Pathway enrichment results for graphical clusters (nodes, edges, and paths) of interest

Usage

GRAPH_PW_ENRICH

Format

A data frame with 156906 rows and 22 variables:

query

character, not used, carried over from gprofiler2::gost() output

significant

logical, not used, carried over from gprofiler2::gost() output

term_size

double, effective pathway size from gprofiler2::gost() output

query_size

integer, size of input, i.e. list of Ensembl genes associated with differential features

intersection_size

double, size of the intersection between the input and the pathway members

precision

double, the proportion of genes in the input list that are annotated to the function (defined as intersection_size/query_size)

recall

double, the proportion of functionally annotated genes that the query recovers (defined as intersection_size/term_size)

term_id

character, pathway term ID

source

character, database corresponding to the pathway, one of: "KEGG", "REAC"

term_name

character, pathway name

effective_domain_size

integer, size of the custom background Ensembl gene set

source_order

integer, not used, carried over from gprofiler2::gost() output

parents

list, pathway parent(s)

evidence_codes

character, not used, carried over from gprofiler2::gost() output

intersection

character, intersection between input and pathway (Ensembl IDs). NA for metabolomics enrichments

gost_adj_p_value

double, BH-adjusted p-value returned by gprofiler2::gost(), ignored because p-values are only adjusted within each tissue/ome/cluster combination. Use the adj_p_value column instead.

computed_p_value

double, nominal hypergeometric p-value, computed from the gprofiler2::gost() output

cluster

character, graphical cluster (node, edge, or path) name

tissue

character, tissue abbreviation, one of TISSUE_ABBREV. Note that VENACV, OVARY, TESTES, were not included in the graphical representation of differential features due to missing groups (e.g., females trained for 1 week).

ome

character, assay abbreviation, one of ASSAY_ABBREV

kegg_id

character, pathway ID returned from FELLA::enrich()

adj_p_value

double, IHW FDR, calculated using IHW::ihw() with tissue as a covariate

graphical_cluster

character, cluster column with tissue prefix removed

Details

All non-metabolite training-regulated features (5% FDR) were mapped to Ensembl gene symbols using FEATURE_TO_GENE. Training-regulated metabolites were mapped to KEGG IDs. For each graphical cluster of interest (i.e., the ten largest paths, two largest nodes, and two largest single edges with at least 20 features in each tissue, as well as all 8-week nodes), we performed pathway enrichment analysis separately for the Ensembl genes (or KEGG IDs for metabolites) associated with differential features in each ome.

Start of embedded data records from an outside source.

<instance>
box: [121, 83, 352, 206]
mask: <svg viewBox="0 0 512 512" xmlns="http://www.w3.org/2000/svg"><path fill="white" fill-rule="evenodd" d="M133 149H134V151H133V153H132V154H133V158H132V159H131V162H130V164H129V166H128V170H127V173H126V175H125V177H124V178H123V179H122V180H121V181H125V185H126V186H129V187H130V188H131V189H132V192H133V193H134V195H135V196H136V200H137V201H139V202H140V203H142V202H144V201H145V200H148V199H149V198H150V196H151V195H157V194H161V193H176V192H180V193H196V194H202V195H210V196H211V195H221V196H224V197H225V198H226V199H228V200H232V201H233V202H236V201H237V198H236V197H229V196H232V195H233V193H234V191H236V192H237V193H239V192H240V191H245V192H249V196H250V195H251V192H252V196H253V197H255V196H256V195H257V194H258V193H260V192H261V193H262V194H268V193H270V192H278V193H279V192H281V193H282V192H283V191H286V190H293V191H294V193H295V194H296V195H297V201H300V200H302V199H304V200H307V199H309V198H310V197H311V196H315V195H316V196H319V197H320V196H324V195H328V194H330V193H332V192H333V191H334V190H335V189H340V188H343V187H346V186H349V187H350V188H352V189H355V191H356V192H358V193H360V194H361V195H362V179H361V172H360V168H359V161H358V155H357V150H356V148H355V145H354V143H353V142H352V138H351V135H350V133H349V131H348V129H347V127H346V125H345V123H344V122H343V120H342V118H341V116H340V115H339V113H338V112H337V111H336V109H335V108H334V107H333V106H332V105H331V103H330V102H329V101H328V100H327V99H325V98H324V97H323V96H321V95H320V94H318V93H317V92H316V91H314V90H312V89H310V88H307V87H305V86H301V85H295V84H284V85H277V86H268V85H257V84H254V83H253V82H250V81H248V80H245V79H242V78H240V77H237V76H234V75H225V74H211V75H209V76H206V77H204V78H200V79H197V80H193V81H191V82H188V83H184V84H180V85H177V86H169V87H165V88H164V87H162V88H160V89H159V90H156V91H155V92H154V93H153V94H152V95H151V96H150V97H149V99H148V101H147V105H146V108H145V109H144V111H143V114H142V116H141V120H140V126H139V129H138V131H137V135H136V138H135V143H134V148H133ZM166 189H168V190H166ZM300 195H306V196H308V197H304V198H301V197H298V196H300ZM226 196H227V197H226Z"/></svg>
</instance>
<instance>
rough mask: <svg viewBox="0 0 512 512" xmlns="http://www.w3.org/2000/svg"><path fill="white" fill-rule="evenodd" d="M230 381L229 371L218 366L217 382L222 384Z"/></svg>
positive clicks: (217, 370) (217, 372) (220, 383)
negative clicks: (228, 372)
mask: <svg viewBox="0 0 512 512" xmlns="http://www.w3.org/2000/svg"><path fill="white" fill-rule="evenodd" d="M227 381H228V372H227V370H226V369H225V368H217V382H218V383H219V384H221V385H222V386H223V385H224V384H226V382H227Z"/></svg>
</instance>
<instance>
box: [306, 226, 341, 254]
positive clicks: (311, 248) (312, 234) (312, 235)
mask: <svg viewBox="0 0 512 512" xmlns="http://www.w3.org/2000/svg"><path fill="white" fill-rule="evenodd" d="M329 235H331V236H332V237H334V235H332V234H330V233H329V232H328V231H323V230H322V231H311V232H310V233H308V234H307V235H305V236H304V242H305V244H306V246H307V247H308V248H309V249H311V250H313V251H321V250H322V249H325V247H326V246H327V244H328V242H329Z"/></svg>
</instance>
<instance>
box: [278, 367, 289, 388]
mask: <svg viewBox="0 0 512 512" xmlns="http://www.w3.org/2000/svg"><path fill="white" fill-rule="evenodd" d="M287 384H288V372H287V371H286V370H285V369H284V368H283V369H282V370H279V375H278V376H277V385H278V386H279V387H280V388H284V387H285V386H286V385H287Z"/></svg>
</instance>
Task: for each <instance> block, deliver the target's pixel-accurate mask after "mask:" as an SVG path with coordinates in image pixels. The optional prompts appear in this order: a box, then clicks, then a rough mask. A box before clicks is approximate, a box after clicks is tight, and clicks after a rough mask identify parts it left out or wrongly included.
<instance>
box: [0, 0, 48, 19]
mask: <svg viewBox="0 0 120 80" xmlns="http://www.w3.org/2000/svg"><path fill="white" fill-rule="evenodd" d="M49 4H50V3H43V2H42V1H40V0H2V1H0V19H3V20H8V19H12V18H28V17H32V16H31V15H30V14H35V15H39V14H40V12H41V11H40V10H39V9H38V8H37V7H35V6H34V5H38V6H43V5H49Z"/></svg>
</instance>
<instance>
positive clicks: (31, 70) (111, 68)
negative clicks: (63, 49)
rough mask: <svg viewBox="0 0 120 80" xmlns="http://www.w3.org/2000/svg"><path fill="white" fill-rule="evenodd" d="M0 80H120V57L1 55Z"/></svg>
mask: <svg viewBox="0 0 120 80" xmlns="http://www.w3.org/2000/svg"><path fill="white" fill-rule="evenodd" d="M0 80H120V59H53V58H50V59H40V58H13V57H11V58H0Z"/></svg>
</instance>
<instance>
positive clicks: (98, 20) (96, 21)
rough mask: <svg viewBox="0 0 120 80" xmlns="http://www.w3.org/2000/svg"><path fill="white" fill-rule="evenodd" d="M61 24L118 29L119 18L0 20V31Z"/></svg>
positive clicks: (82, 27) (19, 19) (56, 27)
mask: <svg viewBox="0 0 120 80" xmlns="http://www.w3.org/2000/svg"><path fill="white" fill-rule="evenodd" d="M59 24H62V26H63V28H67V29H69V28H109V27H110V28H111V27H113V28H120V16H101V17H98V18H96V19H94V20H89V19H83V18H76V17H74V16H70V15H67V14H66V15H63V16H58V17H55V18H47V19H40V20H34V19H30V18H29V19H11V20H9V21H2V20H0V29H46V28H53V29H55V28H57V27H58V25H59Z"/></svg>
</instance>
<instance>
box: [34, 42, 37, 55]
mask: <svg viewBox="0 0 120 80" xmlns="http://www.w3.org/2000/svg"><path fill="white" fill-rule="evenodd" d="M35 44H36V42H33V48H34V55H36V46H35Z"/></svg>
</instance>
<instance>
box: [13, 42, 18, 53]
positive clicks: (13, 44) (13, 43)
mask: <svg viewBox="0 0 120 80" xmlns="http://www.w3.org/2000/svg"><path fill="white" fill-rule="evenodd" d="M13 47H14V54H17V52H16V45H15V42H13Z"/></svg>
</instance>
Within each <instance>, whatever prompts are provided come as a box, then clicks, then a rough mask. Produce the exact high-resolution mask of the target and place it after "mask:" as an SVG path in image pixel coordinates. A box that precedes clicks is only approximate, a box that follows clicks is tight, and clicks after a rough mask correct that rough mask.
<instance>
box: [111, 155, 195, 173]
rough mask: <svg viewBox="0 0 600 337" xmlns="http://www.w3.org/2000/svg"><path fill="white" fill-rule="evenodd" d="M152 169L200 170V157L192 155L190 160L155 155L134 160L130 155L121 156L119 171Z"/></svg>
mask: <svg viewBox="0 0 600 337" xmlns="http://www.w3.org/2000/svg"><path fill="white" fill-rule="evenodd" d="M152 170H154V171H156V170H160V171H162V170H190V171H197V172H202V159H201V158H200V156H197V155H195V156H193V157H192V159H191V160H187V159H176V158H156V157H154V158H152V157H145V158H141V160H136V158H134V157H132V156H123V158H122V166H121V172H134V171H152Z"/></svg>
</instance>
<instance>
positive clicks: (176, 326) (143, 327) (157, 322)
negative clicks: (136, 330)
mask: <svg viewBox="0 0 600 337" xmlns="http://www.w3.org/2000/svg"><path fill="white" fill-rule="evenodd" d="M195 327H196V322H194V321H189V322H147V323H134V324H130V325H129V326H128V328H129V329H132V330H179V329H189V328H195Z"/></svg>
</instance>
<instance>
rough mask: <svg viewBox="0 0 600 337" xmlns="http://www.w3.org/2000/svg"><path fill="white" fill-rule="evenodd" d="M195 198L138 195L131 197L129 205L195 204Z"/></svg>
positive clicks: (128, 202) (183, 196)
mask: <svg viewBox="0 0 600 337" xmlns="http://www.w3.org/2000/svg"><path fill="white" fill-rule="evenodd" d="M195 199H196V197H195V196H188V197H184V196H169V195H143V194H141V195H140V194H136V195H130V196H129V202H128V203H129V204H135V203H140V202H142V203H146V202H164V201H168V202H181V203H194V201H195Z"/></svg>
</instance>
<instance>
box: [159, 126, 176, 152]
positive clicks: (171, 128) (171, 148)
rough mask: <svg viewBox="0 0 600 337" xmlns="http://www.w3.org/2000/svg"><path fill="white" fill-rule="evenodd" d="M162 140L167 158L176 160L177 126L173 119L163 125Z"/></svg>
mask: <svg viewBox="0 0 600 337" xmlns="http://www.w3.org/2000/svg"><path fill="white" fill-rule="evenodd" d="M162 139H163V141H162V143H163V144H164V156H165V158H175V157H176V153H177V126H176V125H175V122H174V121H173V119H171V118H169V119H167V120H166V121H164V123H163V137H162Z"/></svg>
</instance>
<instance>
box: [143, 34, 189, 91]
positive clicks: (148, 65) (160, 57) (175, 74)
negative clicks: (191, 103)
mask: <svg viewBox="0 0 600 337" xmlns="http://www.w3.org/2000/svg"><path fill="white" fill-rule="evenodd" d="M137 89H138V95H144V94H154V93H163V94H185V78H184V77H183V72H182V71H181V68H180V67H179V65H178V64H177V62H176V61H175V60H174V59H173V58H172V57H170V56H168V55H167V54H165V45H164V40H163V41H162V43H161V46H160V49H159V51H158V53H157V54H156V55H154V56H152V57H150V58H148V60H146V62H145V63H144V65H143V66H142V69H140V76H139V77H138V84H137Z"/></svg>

For gene-centric omes (i.e., all but metabolomics) we performed enrichment analysis of KEGG and REACTOME rat pathways (organism "rnorvegicus") using gprofiler2::gost() with custom backgrounds defined by GENE_UNIVERSES. Only pathways with at least 10 and up to 200 members were tested. Because gprofiler2::gost() only returns adjusted p-values, we recalculated nominal p-values using a one-tailed hypergeometric test, which is consistent with how gprofiler2::gost() calculates enrichments. See MotrpacRatTraining6mo::cluster_pathway_enrichment() for implementation.

For metabolites, we performed enrichment of KEGG pathways using the hypergeometric method in FELLA::enrich() with custom backgrounds defined by GENE_UNIVERSES. See MotrpacRatTraining6mo::run_fella() for implementation.

Pathway enrichment analysis p-values were adjusted across all results using Independent Hypothesis Weighting (IHW) with tissue as a covariate.